The bi-enzymatic system of cytochrome P450 (CYP, a hemoprotein) and cytochrome P450 reductase (CPR, a diflavoenzyme) mediate the redox metabolism of diverse indigenous and xenobiotic molecules in various cellular and organ systems, using oxygen and NADPH. Curiously, when a 1∶1 ratio is seen to be optimal for metabolism, the ubiquitous CYP:CPR distribution ratio is 10 to 100∶1 or higher. Further, the NADPH equivalents consumed in these in vitro or in situ assemblies usually far exceeded the amount of substrate metabolized. We aimed to find the rationale to explain for these two oddities. We report here that CPR is capable of activating molecular oxygen on its own merit, generating diffusible reduced oxygen species (DROS). Also, in the first instance for a flavoprotein, CPR is shown to deplete peroxide via diffusible radical mediated process, thereby leading to the formation of water (but without significant evolution of oxygen). We also quantitatively demonstrate that the rate of oxygen activation and peroxide depletion by CPR accounts for the major reactivity in the CYP+CPR mixture. We show unambiguously that CPR is able to regulate the concentration of diffusible reduced oxygen species in the reaction milieu. These findings point out that CPR mediated processes are bound to be energetically ‘wasteful’ and potentially ‘hazardous’ owing to the unavoidable nature of the CPR to generate and deplete DROS. Hence, we can understand that CPR is distributed at low densities in cells. Some of the activities that were primarily attributed to the heme-center of CYP are now established to be a facet of the flavins of CPR. The current approach of modeling drugs to minimize “uncoupling” on the basis of erstwhile hypothesis stands questionable, considering the ideas brought forth in this work.

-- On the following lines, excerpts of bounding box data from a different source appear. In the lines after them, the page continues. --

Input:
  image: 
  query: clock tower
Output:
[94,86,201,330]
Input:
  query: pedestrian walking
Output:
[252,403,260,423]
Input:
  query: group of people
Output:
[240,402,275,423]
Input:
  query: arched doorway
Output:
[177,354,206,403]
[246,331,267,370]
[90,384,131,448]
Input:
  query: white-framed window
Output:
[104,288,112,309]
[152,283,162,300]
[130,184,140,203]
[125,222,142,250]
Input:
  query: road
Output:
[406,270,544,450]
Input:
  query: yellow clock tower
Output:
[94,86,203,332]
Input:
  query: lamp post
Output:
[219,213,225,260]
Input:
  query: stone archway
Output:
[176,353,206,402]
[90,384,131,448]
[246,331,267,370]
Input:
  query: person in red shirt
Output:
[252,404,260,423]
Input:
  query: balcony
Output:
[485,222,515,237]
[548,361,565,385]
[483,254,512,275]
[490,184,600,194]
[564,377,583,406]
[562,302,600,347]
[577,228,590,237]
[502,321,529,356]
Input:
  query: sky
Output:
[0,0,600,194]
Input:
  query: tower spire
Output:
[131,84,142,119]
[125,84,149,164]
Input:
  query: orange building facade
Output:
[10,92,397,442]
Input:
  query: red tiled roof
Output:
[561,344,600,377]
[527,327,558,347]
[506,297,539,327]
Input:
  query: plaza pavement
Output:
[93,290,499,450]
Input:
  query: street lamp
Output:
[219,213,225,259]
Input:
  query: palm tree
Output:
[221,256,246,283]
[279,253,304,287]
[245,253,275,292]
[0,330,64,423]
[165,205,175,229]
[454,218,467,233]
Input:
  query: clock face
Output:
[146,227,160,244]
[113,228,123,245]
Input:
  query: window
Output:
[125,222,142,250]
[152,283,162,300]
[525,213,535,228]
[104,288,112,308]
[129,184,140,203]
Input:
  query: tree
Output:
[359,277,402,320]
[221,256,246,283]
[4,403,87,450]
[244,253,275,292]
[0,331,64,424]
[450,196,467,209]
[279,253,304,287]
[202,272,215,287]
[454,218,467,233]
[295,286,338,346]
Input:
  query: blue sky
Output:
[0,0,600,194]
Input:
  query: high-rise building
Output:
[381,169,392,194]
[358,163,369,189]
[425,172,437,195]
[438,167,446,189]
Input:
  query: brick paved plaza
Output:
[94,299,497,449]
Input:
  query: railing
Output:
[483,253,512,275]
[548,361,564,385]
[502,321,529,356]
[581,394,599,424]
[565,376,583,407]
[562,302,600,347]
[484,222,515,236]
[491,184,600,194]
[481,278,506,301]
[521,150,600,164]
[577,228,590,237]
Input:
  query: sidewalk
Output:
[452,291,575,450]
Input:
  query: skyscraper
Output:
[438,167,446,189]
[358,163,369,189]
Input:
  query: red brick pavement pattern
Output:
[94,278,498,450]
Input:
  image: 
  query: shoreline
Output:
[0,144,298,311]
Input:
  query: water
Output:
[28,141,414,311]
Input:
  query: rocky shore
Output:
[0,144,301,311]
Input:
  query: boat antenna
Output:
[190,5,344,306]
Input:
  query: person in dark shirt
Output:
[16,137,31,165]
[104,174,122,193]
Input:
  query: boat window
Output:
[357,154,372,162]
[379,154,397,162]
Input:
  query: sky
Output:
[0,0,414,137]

Explaining the Atypical Reaction Profiles of Heme Enzymes with a Novel Mechanistic Hypothesis and Kinetic Treatment

Many heme enzymes show remarkable versatility and atypical kinetics. The fungal extracellular enzyme chloroperoxidase (CPO) characterizes a variety of one and two electron redox reactions in the presence of hydroperoxides. A structural counterpart, found in mammalian microsomal cytochrome P450 (CYP), uses molecular oxygen plus NADPH for the oxidative metabolism (predominantly hydroxylation) of substrate in conjunction with a redox partner enzyme, cytochrome P450 reductase. In this study, we employ the two above-mentioned heme-thiolate proteins to probe the reaction kinetics and mechanism of heme enzymes. Hitherto, a substrate inhibition model based upon non-productive binding of substrate (two-site model) was used to account for the inhibition of reaction at higher substrate concentrations for the CYP reaction systems. Herein, the observation of substrate inhibition is shown for both peroxide and final substrate in CPO catalyzed peroxidations. Further, analogy is drawn in the “steady state kinetics” of CPO and CYP reaction systems. New experimental observations and analyses indicate that a scheme of competing reactions (involving primary product with enzyme or other reaction components/intermediates) is relevant in such complex reaction mixtures. The presence of non-selective reactive intermediate(s) affords alternate reaction routes at various substrate/product concentrations, thereby leading to a lowered detectable concentration of “the product of interest” in the reaction milieu. Occams razor favors the new hypothesis. With the new hypothesis as foundation, a new biphasic treatment to analyze the kinetics is put forth. We also introduce a key concept of “substrate concentration at maximum observed rate”. The new treatment affords a more acceptable fit for observable experimental kinetic data of heme redox enzymes.